Another study focused on the effect of tea polyphenols (TP) on autophagy in obese (OB) rats with DCM induced by STZ [86]. It has been found that in OB rats (without a diabetic phenotype) the levels of LC3-II and Beclin 1 are decreased whereas p62 levels are increased, indicating decreased autophagy and decreased flux, respectively. These effects have been prevented with TP treatment. Phenotypically, the OB rats showed irregular myofilaments and disordered mitochondria, whereas the TP-treated OB rats showed normal myofilaments and mitochondria with some autophagosome formation. These results are striking as they contradict other reported study [82] as well as the general understanding that decreased autophagy is a precipitating factor in DCM.

It is plausible that a greatly increased level of apoptosis in DCM is the source of the autophagy dysregulation, and perhaps the coupling of the two processes fluctuates throughout the progression of the disease based on the level of cellular products in need of degeneration and recycling.

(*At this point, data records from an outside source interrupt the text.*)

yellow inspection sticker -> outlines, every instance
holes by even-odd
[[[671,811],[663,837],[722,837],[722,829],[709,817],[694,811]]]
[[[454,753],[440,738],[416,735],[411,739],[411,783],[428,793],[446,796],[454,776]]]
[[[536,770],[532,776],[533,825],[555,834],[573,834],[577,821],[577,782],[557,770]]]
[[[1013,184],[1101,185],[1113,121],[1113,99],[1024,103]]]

Nonetheless, tea polyphenols have been shown to ameliorate the phenotype of DCM, including the visualized mitochondrial disturbances. This further supports the potential therapeutic benefit of polyphenols on cardiac dysfunction in diabetes.

6. Conclusions

There is undeniable evidence that polyphenols, particularly RES, play a significant role in hampering the progression and prognosis of DCM in animal models. They target multiple pathways that are central to the mitochondrial dysfunction associated with DCM and ameliorate the effects of a HG and lipid environment. These findings lay a strong foundation for future clinical investigations, and it would also be interesting to explore the effects of targeted resveratrol treatment on endoplasmic reticulum stress and its interaction with autophagy.